Two missions aimed at exploring the Sun and analyzing the space climate close to Earth have been approved by NASA: the EUVST and the EZIE. Both will help, according to the agency, to better understand how the system of celestial bodies present in our region of the Universe works, since unraveling mechanisms of winds and solar flares, in addition to eruptions and ejections of coronal mass, he argues, can help in forecasting events that affect human technology. Almost US $ 110 million was dedicated by the institution.

International partnerships made the projects possible, and the Japan Aerospace Exploration Agency (JAXA), together with others, leads the first, which will use a telescope capable of analyzing phenomena that propagate from the Sun and influence the radiation environment system-wide. In this case, NASA will supply several components listed in a budget of US $ 55 million.

In turn, EZIE, with a trio of CubeSats (miniaturized satellites), will study electrical currents in the Earth’s atmosphere connecting the aurora to the planet’s magnetosphere, also related to the star. The amount earmarked for it is $ 53.3 million.

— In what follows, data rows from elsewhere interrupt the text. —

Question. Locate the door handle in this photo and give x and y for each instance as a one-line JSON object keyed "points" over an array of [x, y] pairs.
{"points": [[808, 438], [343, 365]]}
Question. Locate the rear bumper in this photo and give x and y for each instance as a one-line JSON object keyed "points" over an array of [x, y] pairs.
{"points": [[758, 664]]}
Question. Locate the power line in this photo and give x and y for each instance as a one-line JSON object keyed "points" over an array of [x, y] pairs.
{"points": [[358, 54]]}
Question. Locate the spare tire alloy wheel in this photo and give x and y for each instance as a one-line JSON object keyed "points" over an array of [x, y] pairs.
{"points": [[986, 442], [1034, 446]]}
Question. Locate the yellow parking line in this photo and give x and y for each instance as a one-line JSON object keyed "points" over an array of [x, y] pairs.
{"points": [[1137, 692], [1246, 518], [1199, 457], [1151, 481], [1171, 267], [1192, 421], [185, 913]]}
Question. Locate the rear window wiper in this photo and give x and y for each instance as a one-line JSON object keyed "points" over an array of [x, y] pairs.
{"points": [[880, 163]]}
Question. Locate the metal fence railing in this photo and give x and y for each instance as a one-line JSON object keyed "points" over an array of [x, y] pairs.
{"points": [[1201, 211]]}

Nicky Fox, director of the Heliophysics Division at NASA headquarters in Washington, celebrates: “We are excited to be working with our international partners to answer some of our fundamental questions about the Sun.”

“With these new missions, we are expanding the way we study the Sun, space and Earth as an interconnected system,” said Peg Luce, deputy director.

Unraveling mysteries

Just to give you an idea of ​​how the star king interferes in our daily lives, electrical phenomena generated by space weather can cause interference in radio and communication signals, in public service networks and damage to orbiting spaceships. In fact, they also provide unique shows, such as the northern lights.

Comprehensive measurements for data surveys with a high level of detail allow scientists to discover different processes and improve studies already underway, driven by new technologies – which do not yet have an implementation start date.

“We are delighted to add these new missions to the growing fleet of satellites that are studying our system using an incredible range of unprecedented observation tools,” concludes Thomas Zurbuchen, associate science administrator at NASA headquarters.